On balance, prices of raw materials could increase in 2023. Micheal Hardman, vice president of Turner & Townsend, a U.K.-based consultancy, expects prices to increase by 7% in 2023 compared to the end of 2022. Accordingly, construction materials will likely be 25% to 28% higher than in 2020, he noted.
However, these materials will not all increase at the same rate, said Rob Cantando, national director of strategic supply chains at Skanska, a Sweden-based contractor. “We see the [global construction materials] market going into different directions,” he told Construction Dive, a specialized publication. “Some are starting to recover, and you’ve got other ones that aren’t going to recover for a long time and [will] probably face even more challenges over the next year or two.”
Contando noted that cement, concrete, and drywall prices in 2023 would rise due to higher production costs. A report by Linesight, an Ireland-based global construction consultant, estimated cement and concrete production costs were 14% higher in the third quarter of 2022. Meanwhile, Gordian, a construction think tank, said drywall prices were up 8% during the same period for the seventh consecutive quarter.
Other construction materials will likely cool off in 2023, having peaked in 2022. “In , we saw some extreme increases, such as copper prices increasing 44%,” said Hardman. “For some products, such as iron and steel, we saw prices [at the end of 2022] reduce slightly, in this case by 5%, but the cost still sits well above pre-pandemic levels.”
The other influential factor determining the price of construction materials in 2023 is supply chains.

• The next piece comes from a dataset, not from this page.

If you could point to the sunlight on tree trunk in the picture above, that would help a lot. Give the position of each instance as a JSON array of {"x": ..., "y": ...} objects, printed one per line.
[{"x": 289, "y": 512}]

An October report by U.S. construction company Mortenson said, “construction supply chains … will be ‘unpredictable.'”
The report said the primary factor is transportation costs amid rising fuel prices in 2022 and whether they would stabilize in 2023. The other aspect is weather conditions, which can disrupt long-distance freight services and construction material producers.
The Mortenson report also noted unexpected world events and how far the geopolitical disruptions in Ukraine and Russia would extend, as both are “major exporters of metals and other raw materials.”
Clark Taylor, a vice president at Mortenson, said that as “kinks in the supply chain sort themselves out,” the hikes in building material prices should be 3% to 5% in 2023. However, he stressed companies “should plan for 6%.”
A report from Construction Risk Management predicted “overall cost inflation for material is expected to be cooling by the end of 2022 and largely return to typical levels by mid-2023. However, given the large number of construction inputs — many of which [are] subject to geopolitical risks such as tariffs and sanctions — costs for some materials may remain volatile.”